The fact of the matter is that every major professional industry uses the principal of solidarity. Lawyers, doctors, teachers, law enforcement, painters, plumbers, electricians, carpenters, you name it; they belong to a union. Strength and power is found in numbers.

I'm going to take the time to address the myths that I've heard. I'll stick to only the abundant ones.

Common myth #1: The UAW is full of weak, lazy workers.

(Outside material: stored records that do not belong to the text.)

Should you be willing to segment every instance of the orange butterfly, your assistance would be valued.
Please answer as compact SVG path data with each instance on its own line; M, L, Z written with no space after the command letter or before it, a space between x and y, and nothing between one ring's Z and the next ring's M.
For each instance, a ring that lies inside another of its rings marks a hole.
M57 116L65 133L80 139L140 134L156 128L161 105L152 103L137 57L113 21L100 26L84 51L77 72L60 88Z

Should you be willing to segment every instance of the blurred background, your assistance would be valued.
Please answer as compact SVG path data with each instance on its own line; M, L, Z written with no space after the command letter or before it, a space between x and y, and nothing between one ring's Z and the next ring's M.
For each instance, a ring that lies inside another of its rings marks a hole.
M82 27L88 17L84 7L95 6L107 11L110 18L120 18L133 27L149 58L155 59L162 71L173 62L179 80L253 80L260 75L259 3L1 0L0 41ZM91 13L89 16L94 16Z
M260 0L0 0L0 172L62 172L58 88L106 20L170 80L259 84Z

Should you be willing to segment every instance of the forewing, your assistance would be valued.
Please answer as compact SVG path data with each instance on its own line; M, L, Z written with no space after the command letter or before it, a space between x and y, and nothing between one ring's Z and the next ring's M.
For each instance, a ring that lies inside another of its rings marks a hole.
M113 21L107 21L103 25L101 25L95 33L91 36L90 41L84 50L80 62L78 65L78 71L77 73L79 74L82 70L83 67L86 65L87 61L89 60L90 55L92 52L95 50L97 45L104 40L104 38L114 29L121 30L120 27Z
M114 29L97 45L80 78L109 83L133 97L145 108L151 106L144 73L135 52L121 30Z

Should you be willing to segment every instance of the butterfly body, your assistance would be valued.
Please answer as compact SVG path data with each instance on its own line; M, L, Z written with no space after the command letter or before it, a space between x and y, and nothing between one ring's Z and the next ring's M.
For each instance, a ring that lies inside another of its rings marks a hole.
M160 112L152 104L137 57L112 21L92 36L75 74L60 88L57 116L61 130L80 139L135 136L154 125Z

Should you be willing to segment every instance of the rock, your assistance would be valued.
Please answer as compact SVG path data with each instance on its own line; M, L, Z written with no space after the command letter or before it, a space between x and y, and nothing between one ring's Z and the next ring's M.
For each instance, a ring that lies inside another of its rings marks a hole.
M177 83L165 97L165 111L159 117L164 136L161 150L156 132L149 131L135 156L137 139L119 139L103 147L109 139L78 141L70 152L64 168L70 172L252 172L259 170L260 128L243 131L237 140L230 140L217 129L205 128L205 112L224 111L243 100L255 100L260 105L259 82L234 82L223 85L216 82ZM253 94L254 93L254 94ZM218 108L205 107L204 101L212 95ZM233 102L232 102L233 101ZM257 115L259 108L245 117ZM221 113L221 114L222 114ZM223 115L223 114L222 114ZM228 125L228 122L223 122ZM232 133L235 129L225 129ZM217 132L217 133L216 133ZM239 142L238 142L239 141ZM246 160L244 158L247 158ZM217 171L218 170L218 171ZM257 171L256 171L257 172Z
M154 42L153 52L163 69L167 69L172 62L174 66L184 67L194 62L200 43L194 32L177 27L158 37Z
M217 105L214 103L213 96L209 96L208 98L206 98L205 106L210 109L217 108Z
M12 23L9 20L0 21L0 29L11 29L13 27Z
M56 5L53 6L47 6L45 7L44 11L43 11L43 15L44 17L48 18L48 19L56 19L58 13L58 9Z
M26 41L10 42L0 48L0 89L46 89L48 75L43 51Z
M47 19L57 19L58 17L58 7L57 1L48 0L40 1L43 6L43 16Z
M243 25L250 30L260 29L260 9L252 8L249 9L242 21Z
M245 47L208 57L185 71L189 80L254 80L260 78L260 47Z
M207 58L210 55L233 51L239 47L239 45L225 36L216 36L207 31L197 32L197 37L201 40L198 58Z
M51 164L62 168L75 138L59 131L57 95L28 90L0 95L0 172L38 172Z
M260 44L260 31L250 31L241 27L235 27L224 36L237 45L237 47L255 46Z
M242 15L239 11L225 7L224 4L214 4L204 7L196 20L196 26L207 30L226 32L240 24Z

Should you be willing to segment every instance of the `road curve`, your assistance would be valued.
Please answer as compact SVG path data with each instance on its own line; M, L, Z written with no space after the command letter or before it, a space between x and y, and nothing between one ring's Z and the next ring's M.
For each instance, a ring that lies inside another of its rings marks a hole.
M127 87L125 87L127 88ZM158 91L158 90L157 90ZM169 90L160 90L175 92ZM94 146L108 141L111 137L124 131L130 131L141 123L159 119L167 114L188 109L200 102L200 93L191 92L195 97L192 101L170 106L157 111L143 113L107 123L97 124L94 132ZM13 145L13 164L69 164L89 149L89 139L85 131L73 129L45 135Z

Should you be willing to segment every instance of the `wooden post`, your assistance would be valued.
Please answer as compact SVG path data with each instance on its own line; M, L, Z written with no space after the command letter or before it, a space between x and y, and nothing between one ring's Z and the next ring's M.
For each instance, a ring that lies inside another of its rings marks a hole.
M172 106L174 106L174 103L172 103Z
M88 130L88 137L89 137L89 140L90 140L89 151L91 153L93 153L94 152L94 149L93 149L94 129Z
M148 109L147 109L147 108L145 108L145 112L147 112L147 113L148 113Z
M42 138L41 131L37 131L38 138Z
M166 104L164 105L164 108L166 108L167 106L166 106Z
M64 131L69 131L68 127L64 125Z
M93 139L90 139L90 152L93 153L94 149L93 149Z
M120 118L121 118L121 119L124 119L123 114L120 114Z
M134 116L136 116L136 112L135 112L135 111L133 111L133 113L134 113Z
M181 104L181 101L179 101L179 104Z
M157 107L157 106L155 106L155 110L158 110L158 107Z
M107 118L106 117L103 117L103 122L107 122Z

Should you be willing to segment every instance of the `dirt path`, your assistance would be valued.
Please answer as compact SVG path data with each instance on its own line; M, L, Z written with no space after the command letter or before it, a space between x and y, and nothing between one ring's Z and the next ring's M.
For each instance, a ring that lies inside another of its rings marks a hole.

I will guarantee that the majority of people why have made this claim have not worked in a union environment. The UAW workers are the toughest workers I've known. And they care about what they are doing. It's the union folks who are tearing up when a first new model rolls of the line, or a last model rolls off a line. These are people who put their hearts into what they do fifty times more urgently than most white collar engineers I know. You want to talk about laziness and coffee breaks? The engineering center at GM has a coffee station every few feet. And it's always packed to the gills. I've known white collar engineers to come to work, read the paper, sit on the can for a half hour, get a coffee, and then go to a meeting at 10, after having been at work since 6:30 or 7. Those examples alone waste three to three and a half hours each day minimum. How can a UAW worker do that while working on a moving line that gives them each a new product to touch every few seconds? Do people seriously think they stop the line for the union workers to go sit in the can for a half hour or read the paper for awhile?

Common myth #2: The UAW exists to protect weak, lazy workers.

How so? Do people out there honestly think that corporations do not attempt to dismiss workers just because they are UAW members? And further, that they do not succeed in dismissing those workers? Being a union member is not equivalent to having a "get out of jail free" card. Yes, if a union member is disciplined or fired, he/she has a right to file a grievance with the union, and if the union sees fit, it will try to rectify the situation. But here's what you may not know... First, the union member has to do things exactly right for even a hope at that representation. One day late to the union steward, and no dice. Further, the union steward can (and will, often) deny helping. The union ONLY gets involved in situations where the employee was treated unfairly, treated differently than what has become past practice, or has special circumstances warranting another chance.

Now when I think about that, I think it's only decent. And I wish all companies allowed some room for dicussion and reflection in these matters. But they don't. The rest of us in the private sector can be fired on the spot after devoting thirty years to a company, simply because someone doesn't like our socks. Who thinks that's a crappy reality? I sure do.